Alors Critias et ses amis se virent forcés de se frayer résolument leur voie et de procéder par coups énergiques. Un jour ils firent convoquer, pour une revue, les citoyens en corps. Les Trois-Mille se rassemblèrent sur l'agora ; les autres, répartis en plus petites-sections, sur diverses places de la ville. Ces places furent entourées de troupes, et les citoyens surpris durent livrer leurs armes aux mains des mercenaires lacédémoniens, qui les transportèrent à la forteresse. Ainsi, suivant l'exemple qu'en avaient donné les anciennes tyrannies, le peuple était désarmé ; quant aux Trois-Mille, qui gardaient leurs armes, on s'en croyait aussi sûr que d'une bande de partisans. On leur octroya quelques droits politiques, et on leur assura principalement le privilège de n'être pas condamnés sans procédure judiciaire ; disposition qui paraissait moins une protection pour les Trois-Mille qu'une arme contre le reste, car la suppression des libertés inaliénables des Athéniens était prononcée sans détour par ce fait, qu'on n'exceptait qu'un nombre déterminé de citoyens de la privation de droits où tous étaient réduits.
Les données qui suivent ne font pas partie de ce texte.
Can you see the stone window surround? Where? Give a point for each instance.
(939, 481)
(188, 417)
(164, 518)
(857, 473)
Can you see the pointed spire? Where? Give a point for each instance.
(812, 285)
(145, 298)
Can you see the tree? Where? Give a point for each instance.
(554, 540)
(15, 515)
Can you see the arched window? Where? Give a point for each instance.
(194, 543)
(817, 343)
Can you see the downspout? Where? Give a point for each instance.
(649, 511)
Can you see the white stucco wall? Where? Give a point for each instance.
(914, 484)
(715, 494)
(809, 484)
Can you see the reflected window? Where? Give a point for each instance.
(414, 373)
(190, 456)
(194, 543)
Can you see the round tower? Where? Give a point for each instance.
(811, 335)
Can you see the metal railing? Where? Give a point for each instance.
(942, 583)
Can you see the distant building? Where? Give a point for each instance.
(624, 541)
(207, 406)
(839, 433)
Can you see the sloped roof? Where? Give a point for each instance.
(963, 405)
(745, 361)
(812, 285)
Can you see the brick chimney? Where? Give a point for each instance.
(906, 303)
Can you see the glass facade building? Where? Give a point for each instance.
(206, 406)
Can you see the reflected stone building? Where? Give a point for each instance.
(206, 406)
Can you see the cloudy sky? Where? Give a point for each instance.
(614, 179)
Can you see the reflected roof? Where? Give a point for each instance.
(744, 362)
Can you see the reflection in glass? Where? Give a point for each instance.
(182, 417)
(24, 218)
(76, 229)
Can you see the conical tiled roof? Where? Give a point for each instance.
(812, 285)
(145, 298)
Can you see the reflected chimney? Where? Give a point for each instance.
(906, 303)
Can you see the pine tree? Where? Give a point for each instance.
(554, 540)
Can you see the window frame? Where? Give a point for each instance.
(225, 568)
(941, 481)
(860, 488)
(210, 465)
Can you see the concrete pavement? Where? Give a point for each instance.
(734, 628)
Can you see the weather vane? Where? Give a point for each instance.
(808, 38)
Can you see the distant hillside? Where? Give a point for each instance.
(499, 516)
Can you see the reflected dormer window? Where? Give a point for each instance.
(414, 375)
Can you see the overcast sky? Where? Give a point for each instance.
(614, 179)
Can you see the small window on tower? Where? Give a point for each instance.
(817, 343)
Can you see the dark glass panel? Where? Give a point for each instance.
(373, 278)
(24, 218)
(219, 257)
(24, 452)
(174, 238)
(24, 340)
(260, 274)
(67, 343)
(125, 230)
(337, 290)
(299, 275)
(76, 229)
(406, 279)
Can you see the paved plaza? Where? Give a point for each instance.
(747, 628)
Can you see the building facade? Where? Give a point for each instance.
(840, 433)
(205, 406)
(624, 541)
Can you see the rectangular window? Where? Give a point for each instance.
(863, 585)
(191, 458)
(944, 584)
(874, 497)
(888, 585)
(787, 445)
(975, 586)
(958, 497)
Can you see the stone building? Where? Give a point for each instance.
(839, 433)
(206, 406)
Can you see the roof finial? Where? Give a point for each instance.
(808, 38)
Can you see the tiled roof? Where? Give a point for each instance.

Désormais on continua toujours plus audacieusement. L'inimitié personnelle d'un des gouvernants, la possession d'une fortune tentante, étaient des motifs suffisants pour un procès criminel. La soif de vengeance et de spoliation s'irritait par la satisfaction même. Les maisons et les ateliers furent soumis à des perquisitions, les caisses brisées, les offrandes et les dépôts saisis. Divers membres du gouvernement dressaient, d'un commun accord, la liste de leurs victimes ; de cette façon, ils s'unissaient plus étroitement les uns aux autres, mais en même temps ils se séparaient des esprits moins violents, et c'est ainsi que se produisit une scission entre ultras et modérés, scission de jour en jour plus notoire. Théramène, qui combattait sans ménagement le gouvernement sanguinaire des prétendus honnêtes gens, devint insupportable, et sa chute une nécessité.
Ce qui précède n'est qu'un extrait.